NOTE: At the start of my formal testing, I enthusiastically ordered a 12” Du Buyer Carbon Steel Skillet. I was convinced that THIS was going to be THE tool. Nope. Maybe I’d love it more if I were over 6” and back on a restaurant hot line 50 hours a week. It’s heavy as hell, or at least it feels that way. (It actually weighs almost 2 pounds less than the Lodge and Finex.) I think the handle messes with the ergonomics. It’s long, flat, and sharply angled upward, which makes it unwieldy. There is no “helper handle” or tab on the other side. It makes me feel weak and clumsy, so it’s tucked out of reach for now. On a positive note, it made me more sympathetic to the struggles people have with heavy cookware.
12” Finex Cast Iron (about $175 without the lid)
This is my newest acquisition. As of this writing, I have used it exactly once, for thick Prime tenderloin steaks, and it performed beautifully. I bought it after a walk-through of the factory where I could see how they lathed the bottom smooth, polished the surfaces with ceramic pebbles, and then tumble each pans in organic birdseed and flax oil as a seasoning treatment. Yeah, I know. Very Portland. The result is a fine-pored, shiny cooking surface that is notably stick resistant straight from the box. The coiled handle is cooler and perhaps more comfortable than the stubby alternatives, but I’m not yet sold on the octagonal design, touted as a pouring enhancement.

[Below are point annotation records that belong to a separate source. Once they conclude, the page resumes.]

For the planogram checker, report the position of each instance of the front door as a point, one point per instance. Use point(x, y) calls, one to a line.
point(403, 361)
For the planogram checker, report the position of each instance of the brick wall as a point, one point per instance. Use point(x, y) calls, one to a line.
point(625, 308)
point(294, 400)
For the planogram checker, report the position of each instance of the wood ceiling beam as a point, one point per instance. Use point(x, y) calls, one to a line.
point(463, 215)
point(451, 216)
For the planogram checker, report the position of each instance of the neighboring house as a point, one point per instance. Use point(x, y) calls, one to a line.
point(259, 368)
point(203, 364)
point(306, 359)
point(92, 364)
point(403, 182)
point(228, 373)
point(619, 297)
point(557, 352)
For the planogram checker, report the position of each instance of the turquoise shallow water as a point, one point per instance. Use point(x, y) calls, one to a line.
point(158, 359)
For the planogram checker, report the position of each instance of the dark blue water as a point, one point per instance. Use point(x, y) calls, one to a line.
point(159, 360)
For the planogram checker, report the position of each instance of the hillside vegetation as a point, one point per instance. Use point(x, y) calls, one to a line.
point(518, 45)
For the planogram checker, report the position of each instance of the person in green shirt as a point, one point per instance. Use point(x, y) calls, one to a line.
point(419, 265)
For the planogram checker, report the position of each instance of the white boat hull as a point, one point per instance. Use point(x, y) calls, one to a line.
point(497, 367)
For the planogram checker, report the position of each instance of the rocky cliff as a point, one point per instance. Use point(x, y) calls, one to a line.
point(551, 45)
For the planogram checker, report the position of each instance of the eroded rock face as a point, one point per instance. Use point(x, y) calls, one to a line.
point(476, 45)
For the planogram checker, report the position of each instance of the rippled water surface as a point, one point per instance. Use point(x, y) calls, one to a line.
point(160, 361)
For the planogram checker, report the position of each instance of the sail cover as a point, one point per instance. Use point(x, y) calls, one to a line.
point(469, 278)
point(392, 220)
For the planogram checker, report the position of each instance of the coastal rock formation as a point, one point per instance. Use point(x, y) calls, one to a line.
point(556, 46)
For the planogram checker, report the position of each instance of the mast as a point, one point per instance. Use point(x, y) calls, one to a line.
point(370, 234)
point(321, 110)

I like this pan more than expected, but do I think it’s $130 better than my Lodge? Not yet. I need to swat away some of the in-your-face branding and give it a dozen test drives before I’ll commit. I’m eager to see how it matures. This skillet has heirloom potential.
I don’t actually know where this pan came from. I may have inherited it, which is a good sign of durability. It’s a solid little skillet, nothing too flash, and the size is right for a quick, 2-person meal. It has a disk base made primarily of aluminum. The heat distribution is even and has a certain gentleness. I use it most for golden-brown searing followed by controlled sautéing. There’s a whopping big dent in the sidewall, but it doesn’t interfere with cooking and it’s illustrative of how pans like these are made – the money goes in the base. I like it. I would miss it if it were gone.
On further investigation, I see that this pan is almost always sold as part of cookware set. That adds to the mystery.
15” Cuisinart 5 ½ Quart Covered Sauté Pan (about $60)
This pan does everything I ask of it. It was very reasonably priced. The materials are good and it’s nice to look at. Would I buy it again? Maybe. It’s a cheap replacement for a pan of similar size and shape that I loved, loved, loved, then left unmonitored on a hot burner and warped the bottom beyond repair. I needed a quick fix and bought this at the supermarket. The circumference is larger than my biggest burner but the base conducts heat well enough that there aren’t obvious cold spots around the edge. It works great for things like whole, jointed chicken or my favorite Singapore Chili Crab, smothered and simmered in sauce.
I’ve owned a lot of skillets over the years; ScanPan, Analon, Calphalon, Le Crueset, T-Fal, GreenLife, and who knows how many generic restaurant sauté pans. I’ve cooked with far more, but the brands have slipped my mind which is telling. Most of these “other” pans have non-stick or stick-resistant surface treatments. Some are quite good, but seared and sauced dishes taste best when they are built on a foundation of sticky brown bits. After several years of testing recipes, the pans I listed above have risen like cream in terms of usability, performance, and durability. That said, there is always a chance that I’ll fall hard for something new tomorrow.